Am Montag beginnt die Auswahl der Geschworenen für den Prozess von Derek Chauvin. Der weiße Polizist kniete Ende Mai 2020 so lange auf dem Nacken von George Floyd, bis der Afroamerikaner starb - 8 Minuten und 46 Sekunden.

Später wurde bekannt, dass es gegen Chauvin vor Mai 2020 bereits mindestens 17 Beschwerden wegen unangebrachten Verhaltens im Dienst gegeben hatte. Geschadet hat das der Karriere des Polizisten bisher nicht, er kam mit einer Verwarnung davon.

Schluss mit der Straflosigkeit

Mit dieser Straflosigkeit, die George Floyd das Leben kostete, muss jetzt endlich Schluss sein. Dem Angeklagten Chauvin drohen bis zu 40 Jahre Haft, falls er wegen Mordes zweiten Grades (in Deutschland Totschlag) verurteilt würde. Ein solches Urteil wäre ein deutliches Zeichen, dass auch in den USA Polizisten nicht über dem Gesetz stehen. Und ein solches Zeichen ist dringend nötig.  

Carla Bleiker berichtete für die DW im Sommer 2020 von den Black Lives Matter Protesten in WashingtonBild: privat

Die Trauer und Wut darüber, dass ein weißer Polizist auf offener Straße vor Zeugen einfach so brutal über Leben und Tod eines schwarzen US-Bürgers entscheiden kann, waren im Sommer und Herbst 2020 im ganzen Land greifbar.

Zum Beispiel vor dem Supermarkt in Minneapolis, wo Floyd starb und Menschen mit Blumen, Botschaften und Graffiti ein Memorial in seinem Namen errichten. Auf den Straßen von Washington, wo tausende Black Lives Matter Demonstranten gewalttätig von Polizisten und Trumps Nationalgarde angegangen wurden. Und in all den anderen Metropolen und Kleinstädten, in denen unzählige US-Amerikaner gegen Rassismus und Polizeigewalt demonstrierten und damit an die Bürgerrechtsbewegung der 1960er Jahre erinnerten.

Aufbäumen reicht nicht

Es darf nicht passieren, dass auch diesmal Polizisten wie Chauvin ungeschoren oder mit einer Verwarnung davonkommen. Der Prozess darf nicht als kurzes Aufbäumen in die Geschichtsbücher eingehen, sondern als Wegmarke.

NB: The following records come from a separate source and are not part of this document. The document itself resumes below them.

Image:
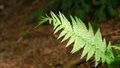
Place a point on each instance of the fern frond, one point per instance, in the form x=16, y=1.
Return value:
x=82, y=37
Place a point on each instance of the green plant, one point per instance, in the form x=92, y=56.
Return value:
x=82, y=37
x=99, y=10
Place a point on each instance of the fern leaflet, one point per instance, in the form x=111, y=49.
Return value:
x=82, y=37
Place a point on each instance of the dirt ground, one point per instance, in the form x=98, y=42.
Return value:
x=40, y=47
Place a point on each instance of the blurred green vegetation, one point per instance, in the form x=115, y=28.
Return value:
x=96, y=10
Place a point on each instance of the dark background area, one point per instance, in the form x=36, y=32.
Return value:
x=21, y=46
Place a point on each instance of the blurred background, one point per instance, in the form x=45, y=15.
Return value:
x=21, y=46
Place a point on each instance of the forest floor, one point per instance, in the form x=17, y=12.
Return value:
x=40, y=47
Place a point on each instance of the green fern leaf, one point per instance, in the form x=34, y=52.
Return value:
x=78, y=33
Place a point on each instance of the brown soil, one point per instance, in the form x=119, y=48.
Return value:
x=40, y=48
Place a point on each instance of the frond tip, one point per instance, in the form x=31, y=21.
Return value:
x=82, y=37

Die Politik in Washington hat vorgelegt. Vergangene Woche verabschiedete das Repräsentantenhaus einen Gesetzesentwurf, der weitreichende Polizeireformen vorsieht. Zu den Maßnahmen gehören unter anderem ein Verbot von Würgegriffen, Regeln gegen Racial Profiling - und die Einschränkung der Immunität von Polizisten.

Ob der Entwurf die erforderliche Mehrheit im Senat erhält, ist noch fraglich. Gerade deswegen ist der kommende Prozess gegen Chauvin so wichtig. Eine Verurteilung mit Höchststrafmaß hätte Signalwirkung.

Gerichtsgebäude mit Stacheldraht geschützt

Natürlich kann ein Urteil gegen einen einzelnen Polizisten nicht mehr als ein Schritt auf dem Weg zu mehr Gerechtigkeit sein. Doch wenn Chauvin freigesprochen würde oder nur kurz ins Gefängnis müsste, wäre das ein Schlag ins Gesicht all der Menschen in den USA, die schon so lange auf Gerechtigkeit warten.

Das Gericht in Minneapolis, wo der Prozess stattfindet, ist sich der großen Erwartungen bewusst. Das Gebäude ist schon jetzt mit Zäunen, Barrikaden und Stacheldraht geschützt, der Bürgermeister der Stadt hat angekündigt, dass 2.000 Nationalgardisten bereitstünden.

Inmitten des angespannten gesellschaftlichen Klimas in den USA muss das Ergebnis dieses historischen Prozesses eine klare Botschaft haben: Die US-Polizei darf nicht weiterhin mit Gewalt gegen Minderheiten vorgehen und dabei den Tod von Menschen in Kauf nehmen.